Values
How do two people who've never met each other collaborate? This is quite an interesting question because it strikes at the heart of why the human race has been so successful compared to our fellow animals: collaboration at scale.
Collaboration allows us to perform feats that would be impossible to perform individually. For example, scaled collaboration allows us to build complicated machines, like tractors, that semi-automate farming and manage complex supply chains so we don't spend the majority of our day gathering food.
So what goes into collaboration at scale? It clearly involves a degree of good communication. And good communication relies on speed and bandwidth. As the speed of communication has steadily increased through the ages (from sending horses → letters → wires → telephone calls → emails), so has our collaboration improved.
Communication isn't enough though. The USA and Russia had a red hotline to each other throughout the Cold War, but didn't collaborate on much. There's a second ingredient: trust.
Collaboration through trust
If two people have never met each other, how can they trust each other? The answer is, they proxy their trust through a third party. This might be a company or some kind of institution. It doesn't have to physically exist. As long as both parties believe and trust in it, they can outsource their trust for each other and collaborate.
The simplest shared basis for trust between people is money. We invented money because it abstracts away the inconvenience of bartering. As long as both parties have trust in a particular currency, they can use that to collaborate.
For example, the North Koreans and the US couldn't disagree more, politically. But they both trust in the United States dollar, and so they can collaborate on things like hostage negotiations.
This works very effectively for simple collaboration. For more complex financial collaboration, we combine money with legal contracts to proxy our trust to the courts. However, it does lead to a mercenary kind of relationship which, while effective, can lead to individualistic short-term thinking.
Consider a salesman motivated purely by commission. They have a part-collaborative, part-contentious relationship with the company they work for. While they rely on the company to create a valuable product they can sell, their focus is on their quarterly commission. They are competing with their colleagues and they are not incentivized to care about the long-term prospects of the company. Indeed, if the company goes through a rough patch, their incentive is to jump ship and find something easier to sell.
There are ways to solve parts of this. For example, issuing stock options to your team ties their performance to the long-term prospects of the company, which in turn incentives longer-term thinking and behavior.
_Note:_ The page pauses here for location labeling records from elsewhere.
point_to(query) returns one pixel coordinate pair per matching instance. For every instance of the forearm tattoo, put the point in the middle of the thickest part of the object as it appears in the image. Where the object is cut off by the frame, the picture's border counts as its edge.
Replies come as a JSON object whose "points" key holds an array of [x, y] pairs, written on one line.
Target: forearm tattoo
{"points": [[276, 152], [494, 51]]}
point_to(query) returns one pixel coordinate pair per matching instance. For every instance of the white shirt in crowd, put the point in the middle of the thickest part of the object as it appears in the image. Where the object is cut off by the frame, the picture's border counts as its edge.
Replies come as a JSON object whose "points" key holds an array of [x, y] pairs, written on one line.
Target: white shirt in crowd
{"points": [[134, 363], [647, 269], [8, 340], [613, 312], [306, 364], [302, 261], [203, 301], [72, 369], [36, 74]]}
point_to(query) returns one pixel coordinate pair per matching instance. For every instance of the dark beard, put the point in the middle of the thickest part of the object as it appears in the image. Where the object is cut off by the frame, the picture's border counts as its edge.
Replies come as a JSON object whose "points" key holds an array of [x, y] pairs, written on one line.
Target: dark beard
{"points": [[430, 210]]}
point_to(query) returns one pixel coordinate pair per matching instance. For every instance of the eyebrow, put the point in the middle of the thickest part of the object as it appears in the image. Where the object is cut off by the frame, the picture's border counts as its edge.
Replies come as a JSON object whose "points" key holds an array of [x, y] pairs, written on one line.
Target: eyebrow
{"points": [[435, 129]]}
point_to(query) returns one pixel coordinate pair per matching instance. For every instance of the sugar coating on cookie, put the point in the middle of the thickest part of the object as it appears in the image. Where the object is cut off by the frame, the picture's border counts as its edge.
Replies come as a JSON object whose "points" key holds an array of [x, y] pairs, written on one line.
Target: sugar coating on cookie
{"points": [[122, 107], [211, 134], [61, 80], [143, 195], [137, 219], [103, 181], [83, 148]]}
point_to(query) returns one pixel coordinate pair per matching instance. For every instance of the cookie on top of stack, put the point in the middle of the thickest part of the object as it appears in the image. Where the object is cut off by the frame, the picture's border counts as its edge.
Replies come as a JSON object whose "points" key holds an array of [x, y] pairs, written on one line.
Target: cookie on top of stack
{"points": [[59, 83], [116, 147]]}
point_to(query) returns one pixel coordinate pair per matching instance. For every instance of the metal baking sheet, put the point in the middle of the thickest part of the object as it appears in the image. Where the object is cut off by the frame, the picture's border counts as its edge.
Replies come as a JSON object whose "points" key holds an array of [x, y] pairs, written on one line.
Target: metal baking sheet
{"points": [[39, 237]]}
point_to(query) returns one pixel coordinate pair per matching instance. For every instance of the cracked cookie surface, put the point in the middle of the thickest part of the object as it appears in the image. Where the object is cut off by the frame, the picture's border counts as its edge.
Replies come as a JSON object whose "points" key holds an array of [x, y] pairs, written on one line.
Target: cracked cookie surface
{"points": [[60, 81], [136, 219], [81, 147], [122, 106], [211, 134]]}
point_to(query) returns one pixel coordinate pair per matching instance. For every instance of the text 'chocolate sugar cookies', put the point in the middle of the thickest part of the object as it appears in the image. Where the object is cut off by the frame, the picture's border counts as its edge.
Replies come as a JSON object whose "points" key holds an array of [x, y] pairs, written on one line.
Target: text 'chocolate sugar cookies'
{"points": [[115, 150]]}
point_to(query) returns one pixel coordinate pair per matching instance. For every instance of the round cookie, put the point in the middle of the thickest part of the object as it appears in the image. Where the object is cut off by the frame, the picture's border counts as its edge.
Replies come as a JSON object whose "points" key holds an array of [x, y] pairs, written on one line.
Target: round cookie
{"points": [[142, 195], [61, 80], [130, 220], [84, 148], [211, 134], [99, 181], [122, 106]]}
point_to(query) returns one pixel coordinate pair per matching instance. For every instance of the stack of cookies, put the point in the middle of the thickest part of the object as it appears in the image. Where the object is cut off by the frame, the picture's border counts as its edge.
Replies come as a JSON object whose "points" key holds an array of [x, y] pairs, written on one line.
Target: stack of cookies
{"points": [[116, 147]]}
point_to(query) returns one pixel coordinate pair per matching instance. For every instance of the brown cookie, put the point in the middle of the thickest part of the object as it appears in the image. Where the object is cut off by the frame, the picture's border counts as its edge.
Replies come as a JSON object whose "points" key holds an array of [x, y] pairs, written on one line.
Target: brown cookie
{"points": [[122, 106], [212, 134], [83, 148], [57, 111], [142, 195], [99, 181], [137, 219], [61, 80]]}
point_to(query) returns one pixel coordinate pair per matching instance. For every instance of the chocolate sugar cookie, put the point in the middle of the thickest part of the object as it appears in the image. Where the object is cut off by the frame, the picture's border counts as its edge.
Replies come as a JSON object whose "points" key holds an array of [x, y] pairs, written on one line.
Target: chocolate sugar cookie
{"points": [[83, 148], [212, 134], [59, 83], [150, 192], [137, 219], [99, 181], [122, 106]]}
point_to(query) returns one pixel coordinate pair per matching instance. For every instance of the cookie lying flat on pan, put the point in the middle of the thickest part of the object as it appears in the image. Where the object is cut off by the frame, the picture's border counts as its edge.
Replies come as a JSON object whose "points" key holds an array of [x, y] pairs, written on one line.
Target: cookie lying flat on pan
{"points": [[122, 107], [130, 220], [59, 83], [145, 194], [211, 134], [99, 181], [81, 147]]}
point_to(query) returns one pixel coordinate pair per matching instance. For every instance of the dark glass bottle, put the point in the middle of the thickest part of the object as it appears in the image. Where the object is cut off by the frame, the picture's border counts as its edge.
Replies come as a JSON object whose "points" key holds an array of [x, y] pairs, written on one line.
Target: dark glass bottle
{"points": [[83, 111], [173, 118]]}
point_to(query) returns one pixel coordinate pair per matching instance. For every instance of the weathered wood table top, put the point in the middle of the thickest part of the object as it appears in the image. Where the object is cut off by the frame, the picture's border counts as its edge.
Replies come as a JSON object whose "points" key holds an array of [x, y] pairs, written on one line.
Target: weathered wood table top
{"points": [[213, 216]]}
But you can still run into the mercenary aspect of a purely financial relationship: reduced loyalty.
To get scaled collaboration, we need to combine financial incentives with something less transactional. There are a variety of tried and tested ways of doing this, but they boil down to three things: shared mission, shared values, and a close-knit community.
Mission vs. values
We all crave purpose and connection in life. Working on a mission you believe in with a group of people who share your values is a combination that is more intoxicating than any financial reward.
If a mission is what we do, then values are how we go about doing it. Our mission is our north star, and our values help us assemble a team, plan, prioritize, collaborate, and build the spaceship to get there.
While people may share our mission, if they don't share our values, it'll be impossible to work together. That's why it's very important to screen for values during the interview process.
They actually make hiring easier because they're a great filter, not just on our end but also on the candidates' end. We present candidates with our values and if they don't align with them, they tend to opt out. And that's ultimately a win-win all around.
We also use our values when deliberating. Often we have to make decisions that juggle competing company priorities. Our company values often show us the way.
Straddle's values
Curious (Be curious, not judgmental). We lead with a genuine interest in people, ideas, and the unknown. We work hard to understand other points of view, and prefer investigating to being right.
Humble (No assholes). Straddlers are humble, not arrogant or complacent, and create an inclusive environment for all. We aren't wedded to how we currently do things—lots about our current practices will turn out to be wrong.
Craft (Be meticulous). Doing things well is in Straddle's DNA. We value craftsmanship for its own sake, and are fervently committed to producing surprisingly great work.
Ownership (Give a shit). Straddlers are high achievers with a drive to succeed. We take end-to-end accountability for seeing our work through and delivering on our commitments. Everything we do should delight.
Candor (Disagree and commit). Have strong opinions, strongly held. Fight hard for what you believe is right. Make your case with conviction. But when the team decides to go a different direction, commit like it was your idea all along.
Impact (See people). The companies who trust Straddle aren't just "users" or numbers on a spreadsheet. They're real people whose livelihood may rely on Straddle. We owe them our best.
Living our values
We celebrate our company values regularly by highlighting people who have demonstrated particular values. This helps us reinforce what we care about and recognize great work.